Muhammad’s role in Islam was to act as an exemplary Muslim and a mouthpiece for God, who Muslims believe spoke directly through Muhammad’s body in a series of recitations. The content of these recitations is recorded in the Qur’an, the Islamic sacred book.
“The Qur’an was not meant to be a written recording of the inspired words of the prophets,” Lloyd-Moffett said, “but rather God speaking directly. It’s the direct word of God without any human intervention.”
When Muslims refer to “Allah,” they are not speaking of a god named Allah — Allah simply means “God” in Arabic, Lloyd-Moffett said.
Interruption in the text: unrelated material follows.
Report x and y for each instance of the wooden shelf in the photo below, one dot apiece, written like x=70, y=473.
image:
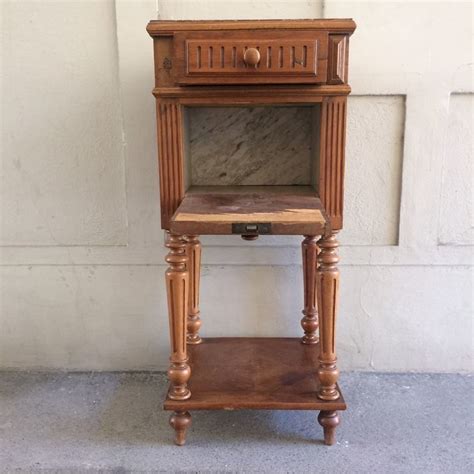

Arabic-speaking Jews and Christians also refer to God as “Allah.”
5. Islam is inherently violent
The Charlie Hebdo massacre is the most recent example of a series of widely reported terrorist attacks categorized as Islamic extremism, dating back to 9/11. The media’s portrayal of such events is often the only means by which Americans learn about Islam, which communicates a skewed image of the religion, Lloyd-Moffett said.
“People were introduced to Islam through an act of terrorism, particularly through the Taliban,” he said. “So when people were initially educated about Islam after 9/11, the Taliban became Islam. The Taliban was anti-women, anti-progress, anti-everything, so if that’s where you learn about Islam, that’s what you get. It’s like learning about Christianity from a white supremacist group in the South. If that’s your only experience, you’re going to have a pretty warped view of it.”
People who hold this view tend to use Muslim extremism and selectively violent passages from the Qur’an as evidence that Islam promotes violence, Lloyd-Moffett said. In reality, violent Muslim extremists account for a negligible fraction of the Muslim population, and the Qur’an’s violent texts are usually used out-of-context.
“There seems to be an assumption grounded in a general ignorance of Islam that these isolated texts you pull out must be the center,” he said. “But when you pull out similar texts from Christianity and Judaism, people just say, ‘That’s only applicable to the time and place.’”
Almost all major religions have some violent elements in their sacred texts, Lloyd-Moffett said.
“I don’t think there’s anything in the Islamic tradition that would advocate violence more than other traditions,” he said. “And historically speaking, Christians have killed many more than Muslims ever have. But we’re at an era of development in Islam where they’re really struggling to figure out how they fit into the world, and part of the reaction to those developments has been this fundamentalist extremist element.”
Kolkailah emphasized that in Islam, it is never okay to kill innocent people. However, the violent actions of a few Muslim extremists have come to represent Islam as a whole.
“Recently, after the Charlie Hebdo tragedy, as I walked around campus I could tell who’s been watching the news and scapegoating Muslims,” she said. “You can see in people’s eyes, the way they narrow their eyes at me and look at me as if I’m somehow personally responsible for what these crazy people did halfway across the world.”
Lloyd-Moffett said those who want to learn more about Islam should simply talk to a Muslim about the faith.
“Muslims are in a different place because Christians don’t need to explain their religion to anyone,” he said. “Muslims are in a place where since 9/11, they’ve spent a decade explaining their religion to everybody. And most of them are pretty good. They welcome it.”
A previous version of this story said the list was of four misconceptions, not five.